List,

We are having an old cloud setup with OpenStack  Ussuri usng Debian OS, (Qemu KVM ).  I know its very old and we can't upgrade to to new versions right now.

The  Deployment is as follows.

A.    3 Controller in (cum compute nodes . VMs are running on controllers too..) in HA mode.

B.   6 separate Compute nodes

C.    3 separate Storage node with Ceph RBD

Question is

1.  In case of any Sudden Hardware failure of one  or more controller node OR Compute node  OR Storage Node  what will be the immediate redundant  recovery setup need to be employed ?

2.  In case H/W failure our  recovery need to as soon as possible. For example less than30 Minutes after the first failure occurs.

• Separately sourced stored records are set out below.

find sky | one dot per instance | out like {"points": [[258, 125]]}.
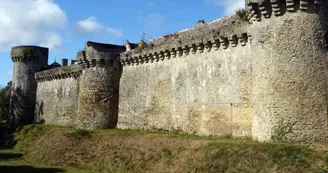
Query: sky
{"points": [[65, 25]]}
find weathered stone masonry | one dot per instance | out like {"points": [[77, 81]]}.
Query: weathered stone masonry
{"points": [[228, 77]]}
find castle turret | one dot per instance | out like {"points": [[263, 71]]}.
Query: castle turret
{"points": [[289, 69], [27, 60], [99, 86]]}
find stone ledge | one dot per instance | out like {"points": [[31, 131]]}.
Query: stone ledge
{"points": [[59, 73], [228, 32], [259, 9]]}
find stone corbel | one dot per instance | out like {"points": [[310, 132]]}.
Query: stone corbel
{"points": [[243, 39], [215, 44], [156, 56], [224, 42], [145, 59], [317, 4], [140, 59], [167, 54], [200, 47], [151, 57], [193, 48], [264, 11], [290, 5], [161, 55], [173, 53], [208, 46], [304, 5], [179, 51], [233, 40], [186, 50]]}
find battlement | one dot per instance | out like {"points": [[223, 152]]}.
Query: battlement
{"points": [[98, 54], [225, 33], [29, 53], [73, 71], [259, 9]]}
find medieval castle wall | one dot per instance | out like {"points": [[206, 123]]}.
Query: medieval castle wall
{"points": [[228, 77]]}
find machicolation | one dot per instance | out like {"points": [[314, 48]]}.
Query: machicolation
{"points": [[244, 75]]}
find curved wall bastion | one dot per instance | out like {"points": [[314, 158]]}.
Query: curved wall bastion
{"points": [[261, 73]]}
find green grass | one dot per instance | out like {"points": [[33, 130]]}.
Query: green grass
{"points": [[143, 151], [10, 161]]}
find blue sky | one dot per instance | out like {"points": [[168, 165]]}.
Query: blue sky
{"points": [[65, 25]]}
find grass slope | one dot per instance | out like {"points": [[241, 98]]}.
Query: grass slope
{"points": [[138, 151]]}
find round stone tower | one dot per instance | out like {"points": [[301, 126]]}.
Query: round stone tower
{"points": [[99, 86], [27, 60], [290, 73]]}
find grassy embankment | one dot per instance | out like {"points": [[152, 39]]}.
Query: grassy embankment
{"points": [[139, 151]]}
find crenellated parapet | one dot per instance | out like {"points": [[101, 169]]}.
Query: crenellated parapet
{"points": [[98, 55], [229, 32], [259, 9], [73, 71], [30, 53]]}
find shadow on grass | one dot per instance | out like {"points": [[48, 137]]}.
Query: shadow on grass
{"points": [[28, 169], [8, 156]]}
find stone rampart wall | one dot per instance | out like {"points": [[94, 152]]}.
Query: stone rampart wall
{"points": [[204, 92], [57, 95]]}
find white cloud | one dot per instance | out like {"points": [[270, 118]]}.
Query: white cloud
{"points": [[230, 6], [92, 26], [30, 22], [152, 4], [9, 73], [152, 20]]}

3.  Is there setup options like a hot standby or similar setups or what  we need to employ ?

4. To meet all   RTO (< 30 Minutes down time ) and RPO(from the exact point of crash all applications and data must be consistent) . 

5. Please share  your thoughts for reliable crash/fault resistance configuration options in DC.


We  have   a remote DR setup right now in a remote location. Also I would like to know if there is a recommended way to make the remote DR site Automatically up and run  ? OR How to automate the service from DR site  to  meet exact RTO and RPO 

Any thoughts most welcom.

Regards,
Krish